Automatic Brakes on New Cars Mandatory from Nov. 2021
Tokyo, Dec. 17 (Jiji Press)--Japan's transport ministry said Tuesday that it will require new automobiles in Japan to be equipped with automatic braking systems from November 2021 in order to reduce the number of accidents caused by elderly drivers.
Japan is expected to become the first country in the world to make automatic braking systems in new vehicles mandatory, according to the ministry.
Automatic braking systems must be retrofitted, from December 2025, in existing passenger cars made in Japan, the ministry said. The requirement will apply from around June 2024 for imported new vehicles and around June 2026 for imported finished passenger cars.

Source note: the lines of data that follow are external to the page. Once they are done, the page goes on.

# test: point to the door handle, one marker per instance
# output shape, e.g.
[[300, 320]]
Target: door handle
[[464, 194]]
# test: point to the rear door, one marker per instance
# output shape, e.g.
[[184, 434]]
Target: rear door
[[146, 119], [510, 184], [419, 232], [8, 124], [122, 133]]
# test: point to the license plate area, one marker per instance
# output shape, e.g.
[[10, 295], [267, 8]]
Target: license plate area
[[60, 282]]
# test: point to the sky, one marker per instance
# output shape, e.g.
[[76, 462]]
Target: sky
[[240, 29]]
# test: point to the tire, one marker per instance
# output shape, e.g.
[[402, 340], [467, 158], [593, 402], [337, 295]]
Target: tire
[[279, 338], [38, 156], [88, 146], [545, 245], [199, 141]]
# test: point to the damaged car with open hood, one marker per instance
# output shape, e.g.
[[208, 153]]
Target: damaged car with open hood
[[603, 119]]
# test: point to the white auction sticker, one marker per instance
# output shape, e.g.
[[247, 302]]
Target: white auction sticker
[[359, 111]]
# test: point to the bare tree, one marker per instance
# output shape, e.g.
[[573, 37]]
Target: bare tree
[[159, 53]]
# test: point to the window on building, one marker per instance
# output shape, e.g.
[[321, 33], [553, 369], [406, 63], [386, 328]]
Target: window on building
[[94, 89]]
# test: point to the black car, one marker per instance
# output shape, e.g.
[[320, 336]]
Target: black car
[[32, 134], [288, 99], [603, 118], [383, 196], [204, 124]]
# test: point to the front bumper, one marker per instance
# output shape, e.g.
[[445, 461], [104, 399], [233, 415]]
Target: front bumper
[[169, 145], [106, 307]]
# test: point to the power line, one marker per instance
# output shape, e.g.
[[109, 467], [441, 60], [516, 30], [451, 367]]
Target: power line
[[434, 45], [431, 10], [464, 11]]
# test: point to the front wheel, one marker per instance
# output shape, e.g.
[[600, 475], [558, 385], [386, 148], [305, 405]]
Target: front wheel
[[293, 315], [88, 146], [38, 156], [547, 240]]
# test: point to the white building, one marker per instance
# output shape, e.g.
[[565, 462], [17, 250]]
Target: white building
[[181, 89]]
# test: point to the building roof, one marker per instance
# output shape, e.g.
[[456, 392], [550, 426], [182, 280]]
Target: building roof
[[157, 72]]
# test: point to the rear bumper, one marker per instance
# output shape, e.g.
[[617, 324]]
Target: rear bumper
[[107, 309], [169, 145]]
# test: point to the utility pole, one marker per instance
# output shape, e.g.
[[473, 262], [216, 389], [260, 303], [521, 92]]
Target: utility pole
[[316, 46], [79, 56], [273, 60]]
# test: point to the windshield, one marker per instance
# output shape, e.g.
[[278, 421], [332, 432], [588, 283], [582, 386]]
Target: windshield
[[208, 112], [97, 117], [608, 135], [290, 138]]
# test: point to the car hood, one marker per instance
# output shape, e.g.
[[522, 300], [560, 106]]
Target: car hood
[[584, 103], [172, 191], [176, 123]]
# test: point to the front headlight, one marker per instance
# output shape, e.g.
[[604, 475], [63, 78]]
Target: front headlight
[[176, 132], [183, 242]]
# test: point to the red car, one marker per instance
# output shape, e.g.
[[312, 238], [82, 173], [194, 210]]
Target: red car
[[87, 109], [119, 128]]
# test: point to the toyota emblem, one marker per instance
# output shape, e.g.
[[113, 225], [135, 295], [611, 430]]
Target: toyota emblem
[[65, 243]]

Automatic braking systems detect other vehicles and pedestrians ahead using onboard radars and cameras, and will trigger a warning sound when there is a possibility of collision and apply the brakes when the possibility is high. They are thought to be effective in mitigating the damage of collisions with other vehicles or people crossing the street. Such systems are equipped on 84.6 pct of all domestically produced vehicles sold in 2018.

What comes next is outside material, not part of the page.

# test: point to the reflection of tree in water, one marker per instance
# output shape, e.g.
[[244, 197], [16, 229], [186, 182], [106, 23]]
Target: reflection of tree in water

The required standards for automatic braking systems include being able to prevent the automobile from colliding with a stationary vehicle ahead when it is traveling at 40 kilometers per hour, with a vehicle running at 20 kph in front when the automobile itself is traveling at 60 kph, and with a 115-centimeter-tall model of a child crossing the street at 5 kph when the automobile is traveling at 30 kph.